Tak lama setelah itu, dia mengetuk pintu yang dibarengi dengan sahutan. "Mah, Aku pulang".
Sudah lebih dari tiga kali dia mengetuk pintu, tapi istrinya yang berada di dalam rumah tidak kunjung membuka pintu dan sempat mengundang beragam pertanyaan yang mengherankan.
Dia sempat mengernyitkan kening, mempertanyakan sedang ke mana istrinya, pintu sudah tiga kali diketuk namun tak kunjung datang membukakan pintu.
Merasa diri sudah cukup lama berdiri di depan pintu rumah miliknya sendiri, akhirnya dia memutuskan untuk membuka pintu, ternyata pintu rumah tidak dikunci. Tentunya membuat dia lebih heran, karena tidak seperti biasa dia mengalami kejadian seperti ini apalagi semenjak dia mulai bekerja.
Ketercengangan sempat dialami, karena dia harus membuka pintu langsung oleh dirinya. Bukan karena tidak mampu atau manja, tapi dia melakukan itu berdasarkan komitmen yang sudah dibangun dengan istrinya. Bentuk komitmen yang sudah dibangun dan disepakati secara bersama itu adalah setiap dia pulang kerja istrinya lah yang akan membukakan pintu rumah. Ini yang menjadi alasan sampai dia tidak berani langsung masuk ke dalam rumah seumpama tidak ada yang membukakan pintu.
Memang, dia adalah seoarang suami yang sangat menjunjung tinggi kepercayaan pada pendamping hidupnya dan kuat dalam menjaga komitmen bersama yang sudah disepakati.
Ketercengangan yang dialami dia tidak terlalu dihiraukannya karena di ruang tamu anak kesayangannya yang masih berusia dua tahun menyambut kedatangan dirinya dengan tangisan histeris seakan sedang merasakan kesakitan yang begitu sangat menyayat.

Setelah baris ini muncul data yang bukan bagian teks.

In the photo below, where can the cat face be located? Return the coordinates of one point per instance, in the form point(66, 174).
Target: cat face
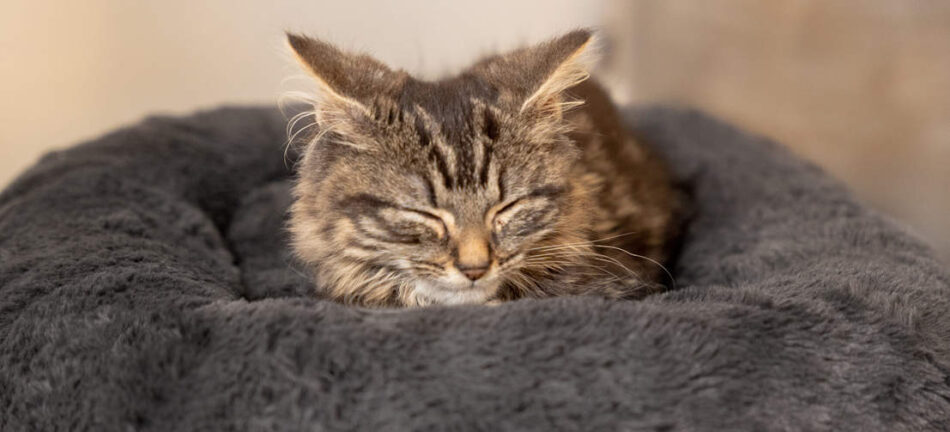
point(435, 192)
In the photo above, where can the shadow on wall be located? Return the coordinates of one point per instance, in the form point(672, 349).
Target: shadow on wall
point(861, 87)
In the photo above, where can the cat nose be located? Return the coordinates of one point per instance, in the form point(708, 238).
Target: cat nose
point(475, 272)
point(473, 254)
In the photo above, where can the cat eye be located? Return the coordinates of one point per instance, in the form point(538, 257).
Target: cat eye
point(382, 220)
point(412, 226)
point(527, 214)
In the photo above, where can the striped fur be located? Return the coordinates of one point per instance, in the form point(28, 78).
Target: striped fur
point(407, 186)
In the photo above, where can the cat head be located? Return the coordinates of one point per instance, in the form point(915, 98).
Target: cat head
point(419, 192)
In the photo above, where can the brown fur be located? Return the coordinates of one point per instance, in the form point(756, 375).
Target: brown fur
point(513, 179)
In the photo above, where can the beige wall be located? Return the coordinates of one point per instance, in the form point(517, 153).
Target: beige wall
point(861, 87)
point(73, 70)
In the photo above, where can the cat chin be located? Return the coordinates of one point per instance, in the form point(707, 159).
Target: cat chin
point(434, 293)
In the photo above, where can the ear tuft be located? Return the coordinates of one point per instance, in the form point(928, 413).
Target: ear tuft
point(341, 75)
point(539, 75)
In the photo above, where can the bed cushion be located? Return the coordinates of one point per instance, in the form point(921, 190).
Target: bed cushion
point(145, 284)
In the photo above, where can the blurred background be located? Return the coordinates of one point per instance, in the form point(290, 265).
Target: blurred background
point(860, 87)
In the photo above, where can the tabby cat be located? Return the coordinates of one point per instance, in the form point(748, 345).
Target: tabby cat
point(513, 179)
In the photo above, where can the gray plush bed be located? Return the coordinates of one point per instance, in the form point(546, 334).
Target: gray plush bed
point(145, 285)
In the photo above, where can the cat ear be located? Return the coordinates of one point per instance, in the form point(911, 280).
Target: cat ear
point(343, 77)
point(538, 75)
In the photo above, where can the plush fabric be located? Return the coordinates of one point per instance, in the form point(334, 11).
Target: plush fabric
point(145, 284)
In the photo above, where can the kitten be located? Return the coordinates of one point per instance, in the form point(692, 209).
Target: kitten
point(512, 179)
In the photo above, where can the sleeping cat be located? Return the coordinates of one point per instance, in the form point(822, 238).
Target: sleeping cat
point(514, 179)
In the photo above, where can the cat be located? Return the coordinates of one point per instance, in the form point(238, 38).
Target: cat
point(513, 179)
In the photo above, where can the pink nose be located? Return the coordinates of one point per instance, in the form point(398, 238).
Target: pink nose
point(474, 273)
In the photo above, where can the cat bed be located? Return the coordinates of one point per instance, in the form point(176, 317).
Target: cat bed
point(145, 284)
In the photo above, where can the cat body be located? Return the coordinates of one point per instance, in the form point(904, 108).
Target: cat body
point(513, 179)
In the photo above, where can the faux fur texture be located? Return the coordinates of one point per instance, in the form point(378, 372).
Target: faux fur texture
point(145, 285)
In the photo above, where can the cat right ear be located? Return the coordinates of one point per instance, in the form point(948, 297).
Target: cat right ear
point(344, 78)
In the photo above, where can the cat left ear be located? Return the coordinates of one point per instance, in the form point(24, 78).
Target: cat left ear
point(539, 75)
point(342, 77)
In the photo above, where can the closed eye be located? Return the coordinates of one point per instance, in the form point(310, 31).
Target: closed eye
point(387, 221)
point(542, 195)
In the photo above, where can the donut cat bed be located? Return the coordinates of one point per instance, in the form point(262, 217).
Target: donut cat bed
point(145, 285)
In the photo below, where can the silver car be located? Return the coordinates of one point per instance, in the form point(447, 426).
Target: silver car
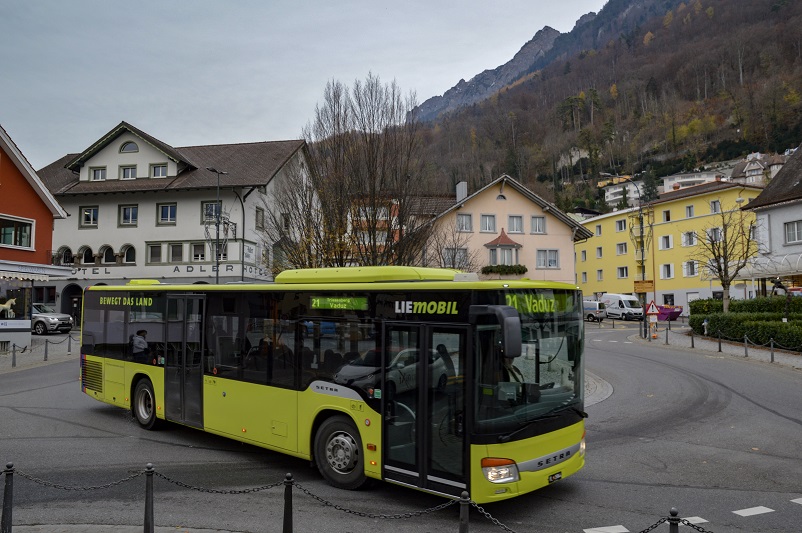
point(45, 319)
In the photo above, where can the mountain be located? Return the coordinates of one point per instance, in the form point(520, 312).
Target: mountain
point(548, 45)
point(487, 83)
point(658, 86)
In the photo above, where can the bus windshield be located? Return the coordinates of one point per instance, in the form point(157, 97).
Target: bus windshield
point(546, 378)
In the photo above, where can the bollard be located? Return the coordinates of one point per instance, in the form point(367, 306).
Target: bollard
point(8, 499)
point(673, 521)
point(464, 511)
point(149, 526)
point(288, 482)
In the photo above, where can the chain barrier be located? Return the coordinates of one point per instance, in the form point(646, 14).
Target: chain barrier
point(217, 491)
point(654, 526)
point(363, 514)
point(69, 487)
point(398, 516)
point(490, 517)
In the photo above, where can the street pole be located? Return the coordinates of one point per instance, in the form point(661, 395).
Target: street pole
point(217, 227)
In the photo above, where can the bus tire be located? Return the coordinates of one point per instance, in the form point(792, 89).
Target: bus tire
point(339, 455)
point(144, 404)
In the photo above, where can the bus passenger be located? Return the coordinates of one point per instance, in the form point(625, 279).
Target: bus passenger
point(139, 346)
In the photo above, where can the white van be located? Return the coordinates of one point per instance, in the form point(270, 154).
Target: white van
point(594, 311)
point(622, 306)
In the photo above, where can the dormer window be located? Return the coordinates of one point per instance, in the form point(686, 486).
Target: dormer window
point(129, 148)
point(159, 171)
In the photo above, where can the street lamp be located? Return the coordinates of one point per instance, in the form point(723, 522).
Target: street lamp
point(217, 225)
point(642, 255)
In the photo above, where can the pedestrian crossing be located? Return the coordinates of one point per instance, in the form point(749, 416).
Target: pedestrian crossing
point(695, 520)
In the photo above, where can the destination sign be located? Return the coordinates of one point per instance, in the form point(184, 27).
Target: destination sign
point(348, 303)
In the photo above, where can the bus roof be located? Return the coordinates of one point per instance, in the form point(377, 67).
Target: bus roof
point(367, 274)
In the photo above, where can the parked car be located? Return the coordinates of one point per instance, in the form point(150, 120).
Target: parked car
point(622, 306)
point(594, 311)
point(45, 319)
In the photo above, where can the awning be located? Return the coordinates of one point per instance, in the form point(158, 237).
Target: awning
point(773, 266)
point(31, 271)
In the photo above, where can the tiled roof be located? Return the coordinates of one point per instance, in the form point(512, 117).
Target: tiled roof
point(502, 240)
point(786, 186)
point(247, 165)
point(703, 188)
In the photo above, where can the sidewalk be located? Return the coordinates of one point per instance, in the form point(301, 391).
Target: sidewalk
point(679, 337)
point(59, 348)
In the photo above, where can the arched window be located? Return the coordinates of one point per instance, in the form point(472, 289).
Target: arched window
point(108, 255)
point(66, 257)
point(129, 148)
point(130, 255)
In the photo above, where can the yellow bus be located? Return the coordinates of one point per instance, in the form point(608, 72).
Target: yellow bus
point(426, 378)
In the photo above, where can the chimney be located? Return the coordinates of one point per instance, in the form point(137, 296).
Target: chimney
point(462, 190)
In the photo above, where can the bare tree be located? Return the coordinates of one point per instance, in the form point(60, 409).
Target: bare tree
point(726, 247)
point(365, 145)
point(292, 229)
point(447, 247)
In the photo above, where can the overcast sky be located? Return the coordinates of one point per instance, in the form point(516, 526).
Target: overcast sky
point(227, 71)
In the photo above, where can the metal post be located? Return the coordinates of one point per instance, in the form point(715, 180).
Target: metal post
point(8, 499)
point(673, 521)
point(288, 482)
point(464, 511)
point(149, 526)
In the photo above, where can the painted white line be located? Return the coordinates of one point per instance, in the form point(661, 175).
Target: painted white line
point(753, 511)
point(695, 520)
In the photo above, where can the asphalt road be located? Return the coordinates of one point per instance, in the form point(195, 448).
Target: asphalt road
point(709, 433)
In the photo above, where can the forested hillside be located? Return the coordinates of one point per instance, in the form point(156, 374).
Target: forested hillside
point(704, 81)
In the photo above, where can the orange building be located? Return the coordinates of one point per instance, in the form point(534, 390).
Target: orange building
point(27, 212)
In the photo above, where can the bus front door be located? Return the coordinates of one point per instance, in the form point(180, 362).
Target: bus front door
point(183, 368)
point(424, 407)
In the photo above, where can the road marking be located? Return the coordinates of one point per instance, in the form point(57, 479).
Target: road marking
point(695, 520)
point(753, 511)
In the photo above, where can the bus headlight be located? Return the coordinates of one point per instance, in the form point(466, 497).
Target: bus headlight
point(499, 470)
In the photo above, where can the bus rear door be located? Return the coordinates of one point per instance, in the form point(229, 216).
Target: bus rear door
point(183, 365)
point(424, 405)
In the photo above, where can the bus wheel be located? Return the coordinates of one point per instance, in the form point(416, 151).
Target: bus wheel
point(144, 404)
point(338, 453)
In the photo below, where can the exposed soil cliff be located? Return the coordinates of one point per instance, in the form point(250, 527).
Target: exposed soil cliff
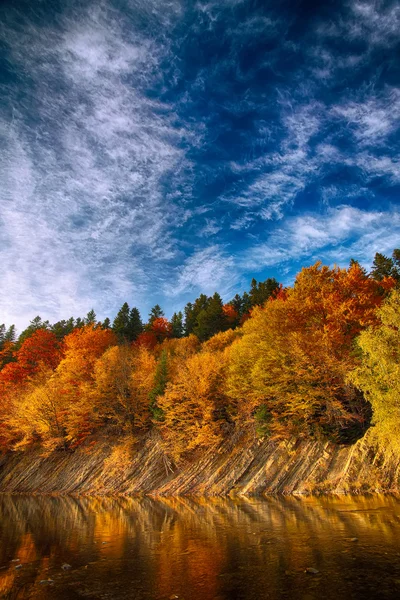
point(239, 466)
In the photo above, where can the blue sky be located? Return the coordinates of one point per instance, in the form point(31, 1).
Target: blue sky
point(155, 149)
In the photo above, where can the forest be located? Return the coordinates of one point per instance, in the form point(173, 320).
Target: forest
point(317, 360)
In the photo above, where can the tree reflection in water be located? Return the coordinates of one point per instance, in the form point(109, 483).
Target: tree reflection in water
point(199, 549)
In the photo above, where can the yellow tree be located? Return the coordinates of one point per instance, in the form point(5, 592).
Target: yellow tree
point(38, 412)
point(75, 374)
point(289, 368)
point(378, 376)
point(194, 404)
point(123, 378)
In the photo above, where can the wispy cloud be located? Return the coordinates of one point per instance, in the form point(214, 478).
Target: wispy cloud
point(205, 271)
point(83, 206)
point(339, 234)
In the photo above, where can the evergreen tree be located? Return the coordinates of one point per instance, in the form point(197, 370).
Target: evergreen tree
point(355, 263)
point(177, 325)
point(10, 334)
point(120, 324)
point(192, 312)
point(90, 318)
point(63, 328)
point(383, 266)
point(190, 320)
point(135, 327)
point(237, 303)
point(211, 319)
point(260, 292)
point(33, 326)
point(155, 313)
point(246, 304)
point(106, 323)
point(160, 383)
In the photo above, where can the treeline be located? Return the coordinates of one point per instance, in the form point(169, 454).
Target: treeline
point(307, 361)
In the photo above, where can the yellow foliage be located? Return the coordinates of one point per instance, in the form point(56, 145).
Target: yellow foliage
point(194, 405)
point(221, 340)
point(39, 412)
point(378, 376)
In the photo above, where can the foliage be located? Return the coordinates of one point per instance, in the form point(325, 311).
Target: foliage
point(284, 361)
point(294, 353)
point(378, 375)
point(194, 405)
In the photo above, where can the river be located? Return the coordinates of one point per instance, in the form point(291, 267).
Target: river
point(199, 549)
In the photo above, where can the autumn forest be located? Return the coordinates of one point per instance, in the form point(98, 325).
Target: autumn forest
point(320, 360)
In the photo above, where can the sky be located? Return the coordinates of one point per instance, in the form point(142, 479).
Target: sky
point(153, 150)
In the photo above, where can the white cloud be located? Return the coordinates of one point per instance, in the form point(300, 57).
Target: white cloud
point(84, 214)
point(341, 233)
point(206, 271)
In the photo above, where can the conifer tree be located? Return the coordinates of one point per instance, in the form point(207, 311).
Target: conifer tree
point(135, 324)
point(120, 324)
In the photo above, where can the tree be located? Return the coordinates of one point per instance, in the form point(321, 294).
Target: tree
point(211, 319)
point(378, 375)
point(161, 328)
point(120, 324)
point(41, 348)
point(106, 323)
point(63, 328)
point(295, 353)
point(194, 405)
point(39, 413)
point(90, 318)
point(231, 316)
point(385, 267)
point(192, 312)
point(35, 324)
point(261, 292)
point(177, 325)
point(160, 382)
point(155, 313)
point(135, 324)
point(75, 373)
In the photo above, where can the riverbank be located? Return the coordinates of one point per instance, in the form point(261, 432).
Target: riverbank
point(241, 466)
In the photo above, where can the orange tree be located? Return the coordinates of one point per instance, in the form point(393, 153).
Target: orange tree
point(289, 368)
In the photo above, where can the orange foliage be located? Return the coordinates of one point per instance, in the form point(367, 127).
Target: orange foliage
point(146, 339)
point(161, 328)
point(194, 404)
point(231, 315)
point(40, 349)
point(295, 353)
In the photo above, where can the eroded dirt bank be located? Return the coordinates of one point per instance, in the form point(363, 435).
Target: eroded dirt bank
point(240, 466)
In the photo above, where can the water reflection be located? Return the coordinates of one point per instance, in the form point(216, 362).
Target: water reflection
point(199, 549)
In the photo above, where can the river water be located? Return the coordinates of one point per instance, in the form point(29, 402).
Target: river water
point(203, 549)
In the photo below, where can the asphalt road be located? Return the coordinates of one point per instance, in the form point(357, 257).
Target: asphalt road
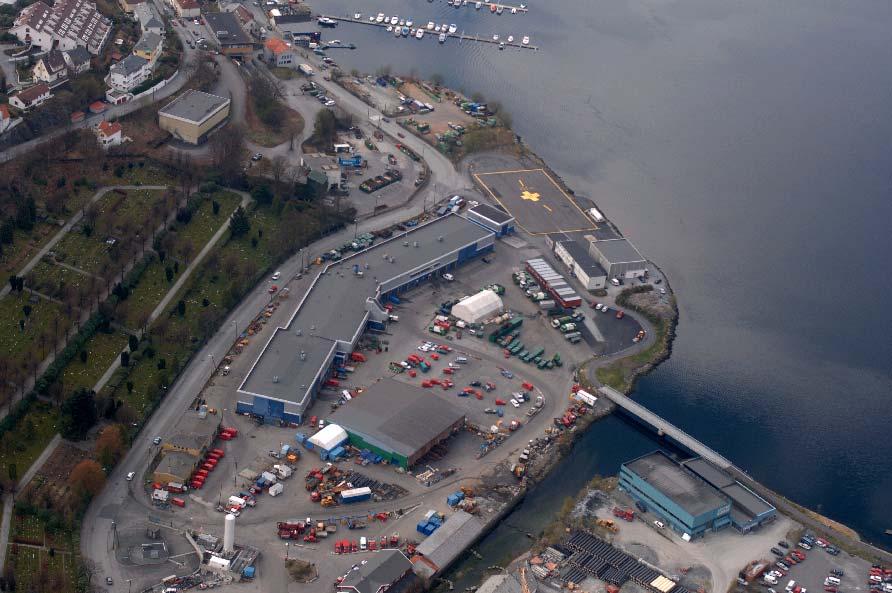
point(104, 509)
point(113, 111)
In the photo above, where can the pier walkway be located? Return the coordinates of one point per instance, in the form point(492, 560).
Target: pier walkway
point(664, 427)
point(428, 33)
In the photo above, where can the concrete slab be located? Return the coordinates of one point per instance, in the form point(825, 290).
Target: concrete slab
point(536, 201)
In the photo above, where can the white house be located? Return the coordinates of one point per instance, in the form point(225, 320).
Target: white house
point(128, 73)
point(77, 60)
point(64, 26)
point(31, 97)
point(51, 67)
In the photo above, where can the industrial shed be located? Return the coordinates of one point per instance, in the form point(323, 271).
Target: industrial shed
point(340, 304)
point(619, 258)
point(478, 307)
point(398, 421)
point(581, 263)
point(494, 219)
point(438, 551)
point(684, 502)
point(329, 438)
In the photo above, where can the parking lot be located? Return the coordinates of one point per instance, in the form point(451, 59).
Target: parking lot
point(535, 200)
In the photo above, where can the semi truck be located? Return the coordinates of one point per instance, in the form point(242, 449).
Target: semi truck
point(356, 495)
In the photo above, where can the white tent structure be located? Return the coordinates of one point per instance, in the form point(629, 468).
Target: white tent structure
point(329, 437)
point(478, 307)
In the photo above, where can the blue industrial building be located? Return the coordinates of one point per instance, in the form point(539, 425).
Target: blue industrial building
point(345, 299)
point(684, 502)
point(492, 218)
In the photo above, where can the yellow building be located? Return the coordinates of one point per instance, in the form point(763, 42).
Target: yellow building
point(192, 116)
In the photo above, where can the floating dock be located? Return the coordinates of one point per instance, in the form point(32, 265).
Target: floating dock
point(664, 427)
point(430, 33)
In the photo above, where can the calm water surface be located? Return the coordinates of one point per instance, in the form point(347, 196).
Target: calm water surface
point(745, 147)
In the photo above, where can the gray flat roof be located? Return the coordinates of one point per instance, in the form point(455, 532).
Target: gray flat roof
point(194, 106)
point(712, 474)
point(691, 494)
point(451, 539)
point(226, 28)
point(583, 259)
point(402, 417)
point(618, 251)
point(496, 215)
point(382, 570)
point(334, 309)
point(745, 500)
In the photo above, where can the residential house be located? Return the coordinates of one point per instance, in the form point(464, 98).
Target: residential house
point(51, 67)
point(278, 53)
point(382, 571)
point(31, 97)
point(109, 134)
point(128, 74)
point(245, 18)
point(64, 26)
point(131, 6)
point(5, 118)
point(229, 35)
point(186, 9)
point(149, 47)
point(77, 60)
point(149, 19)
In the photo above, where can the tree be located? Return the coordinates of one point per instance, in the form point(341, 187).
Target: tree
point(324, 128)
point(262, 194)
point(110, 445)
point(86, 479)
point(238, 223)
point(78, 414)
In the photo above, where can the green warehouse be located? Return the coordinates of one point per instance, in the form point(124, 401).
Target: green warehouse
point(398, 421)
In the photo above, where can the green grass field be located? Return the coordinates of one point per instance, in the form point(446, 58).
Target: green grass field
point(102, 350)
point(30, 437)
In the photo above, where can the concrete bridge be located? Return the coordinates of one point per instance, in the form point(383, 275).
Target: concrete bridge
point(664, 427)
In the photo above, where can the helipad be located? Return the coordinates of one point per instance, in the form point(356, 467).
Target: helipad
point(536, 201)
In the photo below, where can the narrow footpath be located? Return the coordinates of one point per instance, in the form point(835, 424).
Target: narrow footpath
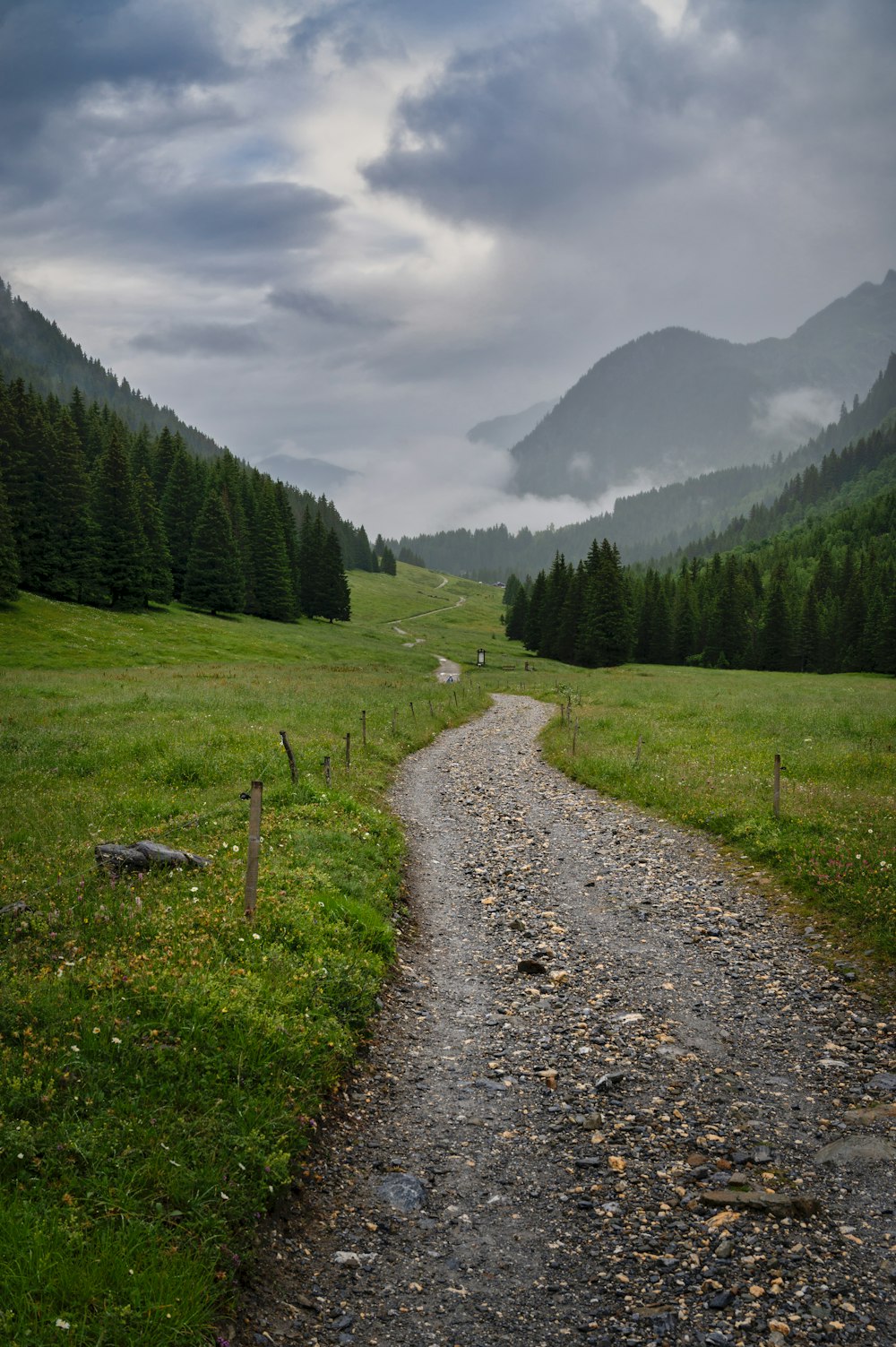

Dia merasa aneh, dalam hatinya sempat bertanya, "Ke mana istrinya? Anak menangis histeris dibiarkan saja."
Pertanyaan yang digerutukan dalam hati tidak membuat dia gusar, karena dia harus lebih mengutamakan anak yang sedang menangis histeris seolah ingin menyampaikan peristiwa yang bisa membuat sakit ayahnya tapi karena keadaannya bisu apa boleh buat, anaknya hanya bisa menangis histeris.
Kebisuan yang dialami anaknya memang sudah dari sejak bawaan lahir, untung anaknya termasuk anak yang bisa menerima kenyataan nasib, tidak sedikit pun tampak ketidakpercayaan diri pada raut muka anaknya dalam menjalankan tugas hidupnya sebagai anak-anak kendati pun dia mengalami kebisuan yang mungkin tidak bisa disembuhkan. Berkat ayahnya juga yang selalu menanamkan makna penerimaan terhadap keadaan yang diterima diri.
Dia langsung menggendong anaknya dan mengelus rambutnya yang hitam panjang penuh kehalusan, tidak lama kemudian anaknya pun terdiam meski meninggalkan sedikit bekas suara sedu tanda dia habis menangis.